Metabolism-weighted brain connectome reveals synaptic integration and vulnerability to neurodegeneration
Abstract
The brain’s capacity for integration arises from both its structural wiring and energetically demanding electrochemical signaling. Yet current connectome analyses treat network nodes as functionally homogeneous, ignoring that neural communication is constrained by metabolic cost. Here we introduce a metabolism-weighted connectome, a fully weighted brain graph in which both connections and the metabolic activity of each node describe the network’s capacity for integration. Using three datasets of simultaneous fMRI and FDG-PET acquisitions, we define metabolism-weighted centrality (MwC), a biologically grounded index of each region’s signaling dominance that integrates connectivity with local energy metabolism. MwC provides a more accurate representation of cortical activity flow than classical edge-based metrics and reveals that metabolically active hubs align with higher-order cognitive networks.
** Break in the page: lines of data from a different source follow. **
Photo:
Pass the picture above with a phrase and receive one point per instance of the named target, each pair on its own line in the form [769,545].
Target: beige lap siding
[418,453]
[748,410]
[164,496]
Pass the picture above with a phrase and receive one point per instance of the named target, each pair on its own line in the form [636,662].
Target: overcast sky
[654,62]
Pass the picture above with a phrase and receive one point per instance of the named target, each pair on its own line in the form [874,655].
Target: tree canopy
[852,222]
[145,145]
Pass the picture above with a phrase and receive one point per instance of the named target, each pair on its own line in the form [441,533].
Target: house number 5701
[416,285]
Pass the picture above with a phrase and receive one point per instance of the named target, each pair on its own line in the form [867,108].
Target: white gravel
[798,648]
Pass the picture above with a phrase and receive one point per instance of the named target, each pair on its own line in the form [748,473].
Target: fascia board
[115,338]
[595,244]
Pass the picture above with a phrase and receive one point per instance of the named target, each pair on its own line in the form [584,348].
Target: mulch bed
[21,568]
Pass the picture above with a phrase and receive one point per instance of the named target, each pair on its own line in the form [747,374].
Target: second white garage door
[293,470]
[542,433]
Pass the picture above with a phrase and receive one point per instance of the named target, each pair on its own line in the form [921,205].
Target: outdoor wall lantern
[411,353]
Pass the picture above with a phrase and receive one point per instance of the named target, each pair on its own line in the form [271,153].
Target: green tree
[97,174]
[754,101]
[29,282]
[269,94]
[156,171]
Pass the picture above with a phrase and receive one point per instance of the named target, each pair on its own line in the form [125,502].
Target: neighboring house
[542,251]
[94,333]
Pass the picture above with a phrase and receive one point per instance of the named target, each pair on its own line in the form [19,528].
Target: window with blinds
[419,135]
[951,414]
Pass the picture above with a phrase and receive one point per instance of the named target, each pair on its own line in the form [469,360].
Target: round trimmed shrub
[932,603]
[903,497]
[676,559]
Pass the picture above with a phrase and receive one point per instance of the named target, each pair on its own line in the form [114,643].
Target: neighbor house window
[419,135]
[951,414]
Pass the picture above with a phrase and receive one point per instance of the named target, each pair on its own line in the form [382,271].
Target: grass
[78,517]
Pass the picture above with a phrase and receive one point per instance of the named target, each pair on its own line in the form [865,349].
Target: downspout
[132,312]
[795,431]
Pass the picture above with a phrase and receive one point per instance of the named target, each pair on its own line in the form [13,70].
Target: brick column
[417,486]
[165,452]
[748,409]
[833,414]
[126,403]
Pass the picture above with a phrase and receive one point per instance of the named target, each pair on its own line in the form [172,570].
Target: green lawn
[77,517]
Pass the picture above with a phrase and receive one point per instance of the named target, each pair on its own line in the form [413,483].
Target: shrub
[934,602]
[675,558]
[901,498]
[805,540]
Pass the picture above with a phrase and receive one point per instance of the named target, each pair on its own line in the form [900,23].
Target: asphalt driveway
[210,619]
Transcriptomic and synaptic imaging data demonstrate that these hubs exhibit increased synaptic energy turnover, linking activity-driven centrality to the molecular architecture of signaling. Notably, the same high-MwC regions show greater susceptibility to neurodegenerative pathology, suggesting that lifelong metabolic demand influences both integrative function and disease vulnerability. By linking neuronal metabolism to network organization, our framework bridges cellular energetics and system-level computation, opening new avenues for interpreting brain vulnerability and performance.